- Born: 1968 (age 56–57) Pencader, Carmarthenshire, Wales
- Origin: England
- Occupation: Operatic tenor

= Aled Hall =

Welsh operatic tenor

Aled Hall (Jones) is a Welsh operatic tenor from Pencader, Carmarthenshire, Wales. He is currently a member of the Three Welsh Tenors with Rhys Meirion and Aled Wyn Davies.

==Early life and education==

Aled Hall was born in 1968 and raised in West Wales, living on a farm when he started singing at the age of four in the local chapel.

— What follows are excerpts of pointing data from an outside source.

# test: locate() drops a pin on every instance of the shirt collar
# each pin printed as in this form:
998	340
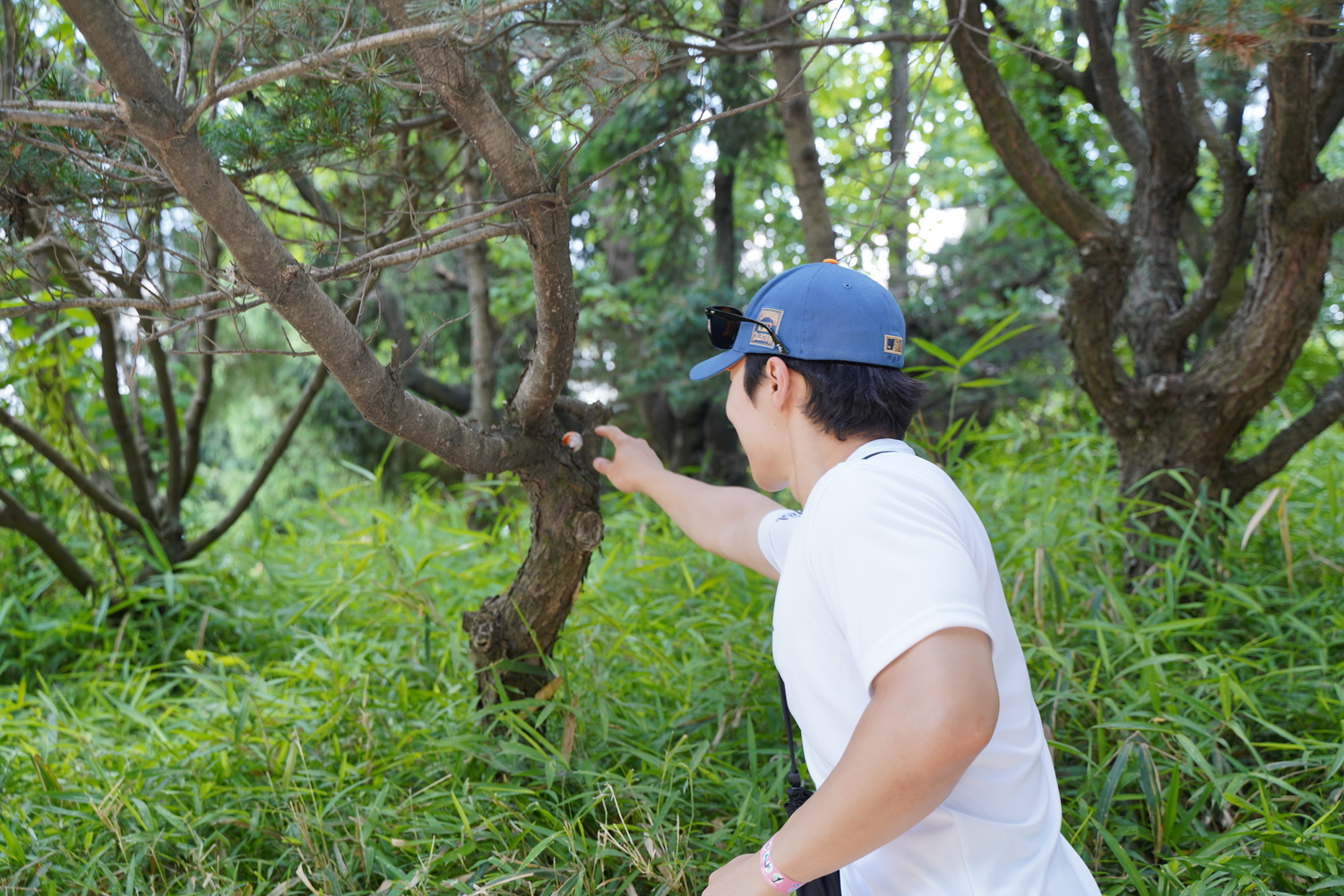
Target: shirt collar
878	445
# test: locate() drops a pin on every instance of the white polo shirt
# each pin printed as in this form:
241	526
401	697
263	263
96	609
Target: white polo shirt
889	552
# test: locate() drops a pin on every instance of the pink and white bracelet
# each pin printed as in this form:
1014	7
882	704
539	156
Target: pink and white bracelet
777	880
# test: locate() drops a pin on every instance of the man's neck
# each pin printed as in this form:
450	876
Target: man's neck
814	454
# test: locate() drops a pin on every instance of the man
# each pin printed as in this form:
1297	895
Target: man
890	625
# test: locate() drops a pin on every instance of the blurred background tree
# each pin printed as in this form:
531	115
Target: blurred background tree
349	158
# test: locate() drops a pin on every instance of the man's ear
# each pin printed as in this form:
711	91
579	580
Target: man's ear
781	383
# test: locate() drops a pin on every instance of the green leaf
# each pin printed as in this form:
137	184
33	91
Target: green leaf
1107	790
48	780
357	468
13	848
994	338
943	355
1152	788
1125	861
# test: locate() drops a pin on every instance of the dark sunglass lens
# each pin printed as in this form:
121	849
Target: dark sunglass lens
723	332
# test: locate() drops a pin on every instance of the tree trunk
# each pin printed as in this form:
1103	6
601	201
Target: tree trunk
898	234
516	629
484	333
801	140
728	134
1179	416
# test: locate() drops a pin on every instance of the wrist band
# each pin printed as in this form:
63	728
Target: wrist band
773	876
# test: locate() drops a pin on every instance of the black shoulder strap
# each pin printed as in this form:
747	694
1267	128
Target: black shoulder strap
795	794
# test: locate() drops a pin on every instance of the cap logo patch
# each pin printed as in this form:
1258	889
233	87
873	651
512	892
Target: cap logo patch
760	335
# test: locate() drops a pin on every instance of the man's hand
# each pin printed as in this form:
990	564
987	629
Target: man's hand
634	462
719	519
739	877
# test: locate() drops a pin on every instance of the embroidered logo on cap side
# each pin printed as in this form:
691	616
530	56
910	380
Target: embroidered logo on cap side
760	335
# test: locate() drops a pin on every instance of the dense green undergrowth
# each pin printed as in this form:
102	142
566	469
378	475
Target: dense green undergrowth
296	712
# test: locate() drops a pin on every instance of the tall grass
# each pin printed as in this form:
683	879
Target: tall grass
296	713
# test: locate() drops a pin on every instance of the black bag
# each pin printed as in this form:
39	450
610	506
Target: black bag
795	796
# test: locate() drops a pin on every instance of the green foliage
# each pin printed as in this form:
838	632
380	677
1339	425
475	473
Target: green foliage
1236	32
320	720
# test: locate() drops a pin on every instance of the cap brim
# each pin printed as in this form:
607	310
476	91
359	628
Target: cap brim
717	365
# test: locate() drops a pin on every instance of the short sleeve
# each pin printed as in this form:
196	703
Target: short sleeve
894	565
774	533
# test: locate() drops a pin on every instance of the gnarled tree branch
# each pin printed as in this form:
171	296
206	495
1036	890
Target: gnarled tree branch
18	517
448	73
1327	409
158	120
105	500
263	473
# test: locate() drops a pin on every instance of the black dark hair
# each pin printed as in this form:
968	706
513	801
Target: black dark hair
847	400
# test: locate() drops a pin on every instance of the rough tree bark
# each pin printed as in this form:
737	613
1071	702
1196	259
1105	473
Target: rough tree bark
521	625
801	140
728	137
484	332
898	236
1177	410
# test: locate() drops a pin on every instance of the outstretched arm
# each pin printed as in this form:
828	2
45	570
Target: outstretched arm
720	519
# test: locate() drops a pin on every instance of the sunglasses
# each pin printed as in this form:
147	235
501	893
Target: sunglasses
726	322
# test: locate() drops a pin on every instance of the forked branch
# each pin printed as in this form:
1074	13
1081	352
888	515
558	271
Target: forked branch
158	120
1327	409
18	517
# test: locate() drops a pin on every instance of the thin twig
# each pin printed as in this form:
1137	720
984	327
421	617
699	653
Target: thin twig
311	61
156	177
53	120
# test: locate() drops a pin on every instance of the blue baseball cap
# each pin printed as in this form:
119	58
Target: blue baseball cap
822	312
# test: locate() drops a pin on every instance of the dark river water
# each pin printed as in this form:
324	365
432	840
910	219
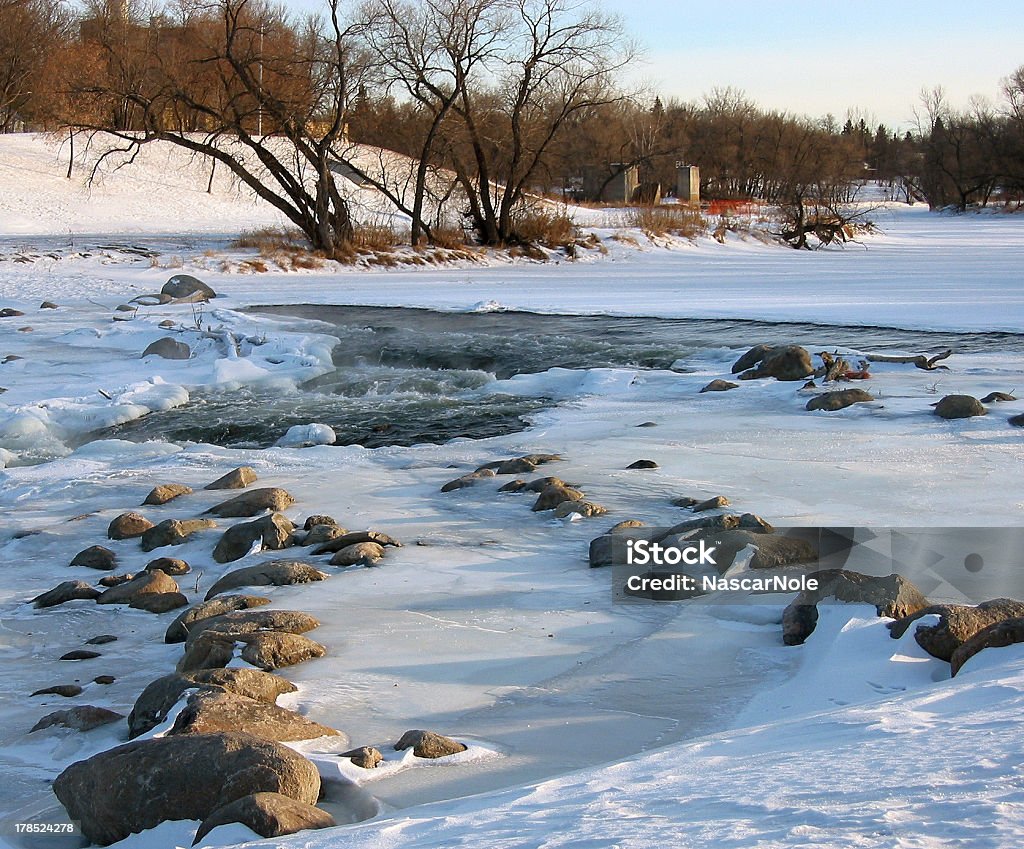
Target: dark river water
410	376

He went on to win several eisteddfod competitions, including the prestigious W. Towyn Roberts Scholarship at the National Eisteddfod of Wales in 1994. He was educated at Ysgol Ramadeg Llandysul before progressing to study music at the University College of Wales, Aberystwyth, the London Royal Schools’ Faculty Opera School, and at the National Opera Studio, London.

==Career==

He has performed over the world in principal operatic roles, including Don Curzio in Le Nozze di Figaro for Aix-en-Provence, Tokyo, and Baden Baden, Mr. Upfold in Albert Herring at the Salzburger Landestheater, Ippia in Saffo, Danilowitz in L’Etoile du Nord at the Wexford Festival, both of which were recorded on the Marco Polo label, Spoletta in Tosca and Remendado Carmen for Raymond Gubbay at the Royal Albert Hall, and Don Basilio in Le Nozze di Figaro, Bardolfo in Falstaff and Frisellino in Le Pescatrici for Garsington Opera.